Mr. Harold's son, 46-year-old James Jr., also started an online fundraising campaign. A $25,000 emergency grant came from Southern Restaurants for Racial Progress. The Huckabee Foundation of Arkansas kicked in another $10,000. Rodney Scott, a James Beard Award-winning chef from South Carolina whose family's original restaurant was damaged by fire in 2013, called to offer advice.
"You just got to make things more noncombustible, with metal and fire-resistant doors," Scott told Anderson. "These are things we mom-and-pop places don't normally think about."
Anderson wrote about how the "alarm spread across the state and beyond over the fate of a historic place that serves just one dish--pulled pork on Wonder Bread or by the pound--in an Arkansas Delta town with a population of 4,100."
We've come a long way, Arkansas. There was a time when we didn't appreciate our state's rich culinary heritage. It took people from outside Arkansas, such as Edge, to make us aware of what we have.
When I was asked by the Southern Foodways Alliance in 2010 to write the introduction for the Arkansas section of the SFA's Southern BBQ Trail, I said in part: "The strongest barbecue area of the state is the Delta region of east Arkansas. The barbecue is pork here (beef has crept from Texas into parts of southwest Arkansas), though the sauces vary from place to place.
"At Craig's in DeValls Bluff along U.S. Highway 70, you'll walk into a ramshackle building and immediately be asked if you want your barbecue mild, medium or hot.

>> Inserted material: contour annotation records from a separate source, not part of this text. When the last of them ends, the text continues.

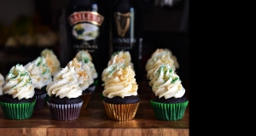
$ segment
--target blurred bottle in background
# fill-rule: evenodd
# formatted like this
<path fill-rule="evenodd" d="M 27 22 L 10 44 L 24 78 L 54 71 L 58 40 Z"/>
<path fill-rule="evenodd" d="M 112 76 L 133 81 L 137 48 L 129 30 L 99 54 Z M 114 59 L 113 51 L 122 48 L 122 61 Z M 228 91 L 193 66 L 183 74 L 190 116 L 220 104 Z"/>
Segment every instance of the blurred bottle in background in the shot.
<path fill-rule="evenodd" d="M 66 26 L 62 33 L 64 27 L 60 26 L 62 41 L 67 42 L 67 45 L 62 42 L 65 50 L 61 48 L 62 64 L 70 61 L 79 50 L 88 50 L 96 71 L 99 73 L 103 71 L 109 54 L 109 21 L 105 16 L 105 10 L 108 7 L 106 4 L 108 1 L 102 0 L 67 1 L 67 8 L 60 18 L 60 23 L 63 23 L 61 26 Z"/>
<path fill-rule="evenodd" d="M 113 53 L 129 51 L 134 64 L 136 78 L 140 80 L 143 48 L 143 7 L 137 0 L 117 0 L 111 14 L 111 44 Z"/>

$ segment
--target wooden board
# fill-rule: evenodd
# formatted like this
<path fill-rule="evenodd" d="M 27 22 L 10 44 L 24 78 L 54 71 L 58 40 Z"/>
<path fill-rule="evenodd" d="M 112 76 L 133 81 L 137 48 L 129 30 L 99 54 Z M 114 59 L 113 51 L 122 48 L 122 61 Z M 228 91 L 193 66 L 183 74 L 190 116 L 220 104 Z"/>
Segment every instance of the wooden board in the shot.
<path fill-rule="evenodd" d="M 0 110 L 0 136 L 4 135 L 189 135 L 189 103 L 183 119 L 160 121 L 154 117 L 150 97 L 145 82 L 139 83 L 138 94 L 141 103 L 136 116 L 131 121 L 109 120 L 104 110 L 100 93 L 101 85 L 91 94 L 86 109 L 81 110 L 79 117 L 73 121 L 52 120 L 46 103 L 44 108 L 35 110 L 29 119 L 5 119 Z M 186 96 L 189 98 L 188 88 Z"/>

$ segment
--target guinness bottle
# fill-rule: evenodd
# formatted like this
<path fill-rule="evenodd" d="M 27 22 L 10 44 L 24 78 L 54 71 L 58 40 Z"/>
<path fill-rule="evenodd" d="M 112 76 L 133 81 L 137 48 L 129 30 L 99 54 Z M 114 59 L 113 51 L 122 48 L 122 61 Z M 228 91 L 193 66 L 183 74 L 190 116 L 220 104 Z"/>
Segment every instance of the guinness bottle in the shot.
<path fill-rule="evenodd" d="M 143 16 L 138 0 L 118 0 L 113 4 L 111 20 L 113 52 L 130 52 L 137 79 L 142 73 Z"/>
<path fill-rule="evenodd" d="M 66 9 L 70 60 L 79 50 L 88 50 L 97 72 L 108 65 L 109 30 L 104 16 L 107 3 L 101 0 L 69 0 Z M 108 23 L 109 24 L 109 23 Z"/>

The hot sauce is just that. Most of the regulars go the medium route. The crowd here is a mixture of locals, hunters from Little Rock and Memphis when it's duck season, and those who are wise enough to get off Interstate 40 and find their way to DeValls Bluff.
"In Marianna, meanwhile, Jones Bar-B-Q is in an old house in a residential area. Jones has been around since at least the early 1900s. While it's hard to determine the exact year it opened, there are people who believe it's the oldest continually operated Black-owned restaurant in the South.

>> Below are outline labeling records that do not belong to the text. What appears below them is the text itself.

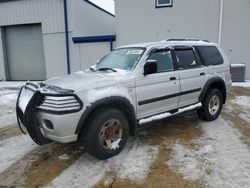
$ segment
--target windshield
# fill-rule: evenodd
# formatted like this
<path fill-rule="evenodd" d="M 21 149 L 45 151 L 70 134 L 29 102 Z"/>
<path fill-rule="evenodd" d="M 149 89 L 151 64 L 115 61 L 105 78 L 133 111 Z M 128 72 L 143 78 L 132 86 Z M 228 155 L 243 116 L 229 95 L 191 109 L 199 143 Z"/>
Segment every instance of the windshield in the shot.
<path fill-rule="evenodd" d="M 144 51 L 144 48 L 122 48 L 114 50 L 96 64 L 96 70 L 116 68 L 132 70 L 141 59 Z"/>

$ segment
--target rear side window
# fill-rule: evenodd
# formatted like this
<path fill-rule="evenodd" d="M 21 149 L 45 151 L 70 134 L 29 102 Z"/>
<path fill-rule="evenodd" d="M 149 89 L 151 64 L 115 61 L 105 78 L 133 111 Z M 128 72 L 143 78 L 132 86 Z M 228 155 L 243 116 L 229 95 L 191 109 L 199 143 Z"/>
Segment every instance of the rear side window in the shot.
<path fill-rule="evenodd" d="M 221 65 L 224 63 L 223 58 L 215 46 L 197 46 L 205 65 Z"/>
<path fill-rule="evenodd" d="M 193 50 L 175 51 L 179 69 L 192 69 L 200 66 L 196 61 Z"/>
<path fill-rule="evenodd" d="M 149 60 L 156 60 L 157 72 L 168 72 L 174 70 L 174 63 L 169 50 L 160 50 L 153 52 Z"/>

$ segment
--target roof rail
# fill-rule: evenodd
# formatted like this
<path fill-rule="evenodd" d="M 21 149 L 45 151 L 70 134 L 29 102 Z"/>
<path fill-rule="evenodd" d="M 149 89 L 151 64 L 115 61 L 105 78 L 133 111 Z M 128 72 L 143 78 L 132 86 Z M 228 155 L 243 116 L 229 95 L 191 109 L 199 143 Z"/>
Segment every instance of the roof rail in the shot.
<path fill-rule="evenodd" d="M 203 41 L 203 42 L 209 42 L 208 40 L 200 40 L 200 39 L 167 39 L 167 41 Z"/>

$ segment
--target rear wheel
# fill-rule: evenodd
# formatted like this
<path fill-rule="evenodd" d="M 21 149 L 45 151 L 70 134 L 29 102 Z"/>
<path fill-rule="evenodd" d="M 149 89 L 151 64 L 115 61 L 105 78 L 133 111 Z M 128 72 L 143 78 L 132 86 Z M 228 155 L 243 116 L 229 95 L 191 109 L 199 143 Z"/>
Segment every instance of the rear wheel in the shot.
<path fill-rule="evenodd" d="M 87 126 L 82 142 L 87 152 L 98 159 L 104 160 L 117 155 L 127 142 L 128 120 L 120 110 L 98 110 L 88 119 Z"/>
<path fill-rule="evenodd" d="M 223 107 L 222 93 L 218 89 L 211 90 L 202 101 L 202 109 L 197 110 L 198 116 L 206 121 L 217 119 Z"/>

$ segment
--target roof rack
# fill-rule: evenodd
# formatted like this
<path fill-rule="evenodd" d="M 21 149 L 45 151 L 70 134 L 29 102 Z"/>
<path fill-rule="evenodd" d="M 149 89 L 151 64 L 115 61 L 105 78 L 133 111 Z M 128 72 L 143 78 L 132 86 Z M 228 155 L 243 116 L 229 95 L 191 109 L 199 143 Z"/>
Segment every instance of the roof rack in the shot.
<path fill-rule="evenodd" d="M 208 40 L 200 40 L 200 39 L 167 39 L 167 41 L 203 41 L 203 42 L 209 42 Z"/>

"Up in the far northeast corner of the state, you can find the Dixie Pig at Blytheville. For more than 70 years, the pig sandwiches here have drawn people from as far away as Memphis and the Missouri Bootheel."
As the Jones fire showed us, we can lose these classics in a heartbeat. I still mourn the loss of Wayne Shadden's place on U.S. 49 west of Marvell. Shadden died in May 2010 at age 77. His restaurant, housed in an old country store, never reopened.
The Shadden's story is all too familiar in rural Arkansas. An owner dies, and the children have no interest in carrying on. In towns across our state, all we're left with are convenience stores selling fried food that sits under heat lamps.
The wooden structure that housed Shadden's is almost a century old and still stands along the highway. When it was open, walls were covered with newspaper clippings, photos and magazine stories. Musician Levon Helm, who grew up at nearby Turkey Scratch, had the barbecue sauce from Shadden's shipped by the case to his home in Woodstock, N.Y.
The atmosphere in places like this--an atmosphere you can still find at Jones or Craig's--can't be matched.
I once took food writer Gary Saunders to Shadden's. Here's how he described it: "Talk about days gone by. The joint looks like the quintessential country store/filling station. A woman was seated on the front porch as we pulled into the gravel lot out front. She slowly rose to her feet and nodded at us before disappearing into the kitchen. Her break from work was over, if just for a while.
"The woman soon emerged from the barely lit kitchen with our sandwiches, each one swaddled in wax paper and pierced with a lone toothpick."
We must savor our beloved Arkansas pitmasters, such as Mr. Harold. They won't be with us forever.
Rex Nelson is a senior editor at the Arkansas Democrat-Gazette.